Dandelion leaves are a powerful food source, especially when consumed fresh in the spring. The long, sharply serrated leaves act as a strong diuretic and blood-purifier, supporting our innate detoxification pathways. Their peppery bitter flavour acts as a digestive stimulant, helping the liver and gallbladder in bile production. This is an essential tool for proper digestion. Full of vitamins A, C, K, and many more, dandelion may be a valuable addition to your diet.
Read more about one small resource on dandelion leaf nutrition here.
Sourcing Dandelion Leaves
While I love foraging my own dandelion leaves, I have found some lovely options at my local farmer’s market and health food stores. Italian chicory is also a great option that I find at my local farmers market – it’s in the dandelion family and is very similar in shape and taste. Have a look to see what is available in your area!

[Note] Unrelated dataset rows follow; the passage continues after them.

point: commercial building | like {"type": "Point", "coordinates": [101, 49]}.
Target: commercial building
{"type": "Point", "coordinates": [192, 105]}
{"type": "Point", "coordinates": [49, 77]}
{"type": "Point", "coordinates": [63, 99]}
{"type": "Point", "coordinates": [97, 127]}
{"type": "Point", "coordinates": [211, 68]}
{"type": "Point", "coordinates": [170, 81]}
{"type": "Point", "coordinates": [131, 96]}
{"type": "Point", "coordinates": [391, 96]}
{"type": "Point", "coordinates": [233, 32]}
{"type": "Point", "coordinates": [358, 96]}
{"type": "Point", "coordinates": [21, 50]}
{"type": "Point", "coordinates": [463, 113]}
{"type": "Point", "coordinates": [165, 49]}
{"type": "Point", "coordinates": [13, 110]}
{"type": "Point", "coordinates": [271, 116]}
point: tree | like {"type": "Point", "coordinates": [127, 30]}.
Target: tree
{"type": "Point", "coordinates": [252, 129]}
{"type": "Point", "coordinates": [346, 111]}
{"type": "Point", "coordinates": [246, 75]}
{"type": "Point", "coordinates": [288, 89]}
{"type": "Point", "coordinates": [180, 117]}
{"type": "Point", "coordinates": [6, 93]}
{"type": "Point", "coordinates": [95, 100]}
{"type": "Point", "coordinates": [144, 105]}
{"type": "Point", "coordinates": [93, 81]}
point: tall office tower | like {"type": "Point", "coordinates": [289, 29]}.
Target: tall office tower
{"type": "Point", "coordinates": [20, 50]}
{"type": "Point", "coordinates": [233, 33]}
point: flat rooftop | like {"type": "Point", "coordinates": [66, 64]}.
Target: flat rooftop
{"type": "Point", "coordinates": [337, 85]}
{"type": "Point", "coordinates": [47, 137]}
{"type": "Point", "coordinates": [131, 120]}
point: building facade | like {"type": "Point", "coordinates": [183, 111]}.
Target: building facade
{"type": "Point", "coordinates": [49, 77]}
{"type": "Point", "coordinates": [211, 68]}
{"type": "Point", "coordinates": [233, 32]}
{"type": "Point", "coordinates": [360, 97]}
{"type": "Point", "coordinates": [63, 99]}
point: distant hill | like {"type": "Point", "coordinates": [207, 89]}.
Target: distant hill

It is important to purchase organic dandelion leaves; or, if foraging your own, stick to areas away from roadsides, landscaped or chemically treated lawns, and other areas of contamination. It is also important to know what you are picking!
Traditional pesto contains Parmesan cheese and pine nuts. While this is incredibly delicious, not all of us do so well with dairy and/or nuts. In this version (also called a “pistou”) I have made the optional suggestions of substituting hemp seeds or nutritional yeast, if you would like a creamier texture.
To make an AIP version of Dandelion Basil Pesto, omit the hemp seeds and nutritional yeast.
Dandelion Basil Pesto (Pistou)Course: AIP, Condiments, Dairy-free, Nut-free, Paleo, Recipes, Vegan
Add this sauce to salads, roast veggies or potatoes, grilled meats, grilled peaches, and more – get creative!
1 clove garlic
1 c. fresh basil, packed
1/2 c. fresh dandelion leaves, packed
1/2 c. olive oil
1 Tbsp lemon juice
Pinch sea salt
2 Tbsp hemp seeds, optional (omit for AIP)
1 Tbsp nutritional yeast, optional (omit for AIP)
- Place all ingredients in a food processor or blender. Pulse until everything is incorporated and saucy, scraping down the sides of the blender as necessary. Add more olive oil if it is looking a little thick.
- Store pesto in a jar with a little olive oil on top to seal and preserve if you will be keeping it in the fridge for more than a couple days.
- This sauce freezes well – again with a little layer of olive oil on top to avoid frost, and leaving an inch of space from the top of the jar to avoid cracking.